Everyone who has read about Charles Darwin and his theory of evolution might have, most certainly, heard about the Galápagos Islands too. The Enchanted Islands, as they are also known, belong to Ecuador and are located approximately 1.000 km off the Ecuadorian coast, amidst the Pacific Ocean. These volcanic islands are famous for their endemic species: in the course of evolution, natural selection took place and the animals adapted to the unique conditions of each island. Let’s have a closer look at some of the endemic animals which you can find on Galápagos:
The tortoises found on the Galápagos Islands are the largest in the world – males can reach up to 1.8 meters and weigh more than 250 kg! Different islands are home to different types, which shows us again the importance of evolution. On Santa Cruz Island for example, tortoises have a quite round shell. On Isabela Island though, tortoises developed a notch in the shell behind the neck. As plants are growing higher there, this helps them to lift their heads and be able to reach the higher branches. If that is not amazing, tell me what else is it?
The stunning marine iguanas live both on land and in the sea and are endemic to the Galápagos. While being in the water, they usually look for food and eat; while being on land, they are resting and mating. I always thought that they look like small dinosaurs. Their black bodies sometimes show patches of other colors, especially during mating season. Thanks to conservation programs, populations are increasing. Marine iguanas can be found on many islands, for example on Santa Cruz, Isabela, Floreana, San Cristobal, or Fernandina.
Galápagos Sea Lions
The sea lions are Galápagos’ largest animals, with males reaching a weight of up to 250 kg. They are usually found in groups, with one dominant male and a couple of females. On many islands, you can find them lying around on the beaches, on the docks, or even on park benches!

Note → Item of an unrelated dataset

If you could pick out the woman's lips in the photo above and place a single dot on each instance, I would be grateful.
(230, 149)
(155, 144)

Thirteen of the twenty-two endemic species of land birds are Darwin’s finches. Studying those finches, Darwin realized that each of the species has a different beak, varying in size and shape, depending on their specific diet. These observations helped him to develop his theory of evolution and natural selection.
This one is the only penguin found north of the equator and it is one of the smallest of its kind. The average Galápagos penguin is 50 cm tall, and males are usually a bit taller than females. Due to its small population and increased El Niño phenomenon, it is quite endangered. You can find the penguins mostly on Fernandina and on Isabela Island.
The animals mentioned above are just a few examples, the list goes on and on, but we wouldn’t finish this article naming all of them. It’s a great start though to give you an insight into the unique flora and fauna of the Galápagos Islands. Why not making a list with all the species you’d like to encounter during your next Galápagos trip?